IQ tests fairly measure mental ability. The average IQ of immigrants is well below that of white Americans. This difference in IQ is likely to persist through several generations.
And the potential consequences of this?
"A lack of socioeconomic assimilation among low IQ immigrant groups, more underclass behavior, less social trust and an increase in the proportion of unskilled workers in the American labor market."
Richwine defended his 166-page thesis before Harvard's George Borjas, Richard Zeckhauser and Christopher Jencks, who once edited The New Republic. But while his thesis was acceptable at Harvard — it earned Richwine a Ph.D. — it has scandalized the Potomac priesthood.
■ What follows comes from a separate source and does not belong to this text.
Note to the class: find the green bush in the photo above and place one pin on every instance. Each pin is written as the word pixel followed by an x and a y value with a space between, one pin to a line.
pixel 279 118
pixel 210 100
Our elites appear unanimous: Richwine's view that intelligence is not equally distributed among ethnic and racial groups, and is partly inherited, is rankest heresy. Yet no one seems to want to prove him wrong.
Consider Richwine's contention that differences in mental ability exist and seem to persist among racial and ethnic groups.
In The Wall Street Journal last month, Warren Kozak noted that 28,000 students in America's citadel of diversity, New York City, took the eighth-grade exam to enter Stuyvesant, the Bronx School of Science and Brooklyn Tech, the city's most elite high schools. Students are admitted solely on their entrance test scores.
Of the 830 students who will be entering Stuyvesant as freshmen this fall, 1 percent are black, 3 percent are Hispanic, 21 percent are white — and 75 percent are Asian.
Now, blacks and Hispanics far outnumber Asians in New York. But at Stuyvesant, Asians will outnumber blacks and Hispanics together 19-to-1.
Is this the result of racially biased tests at Stuyvesant?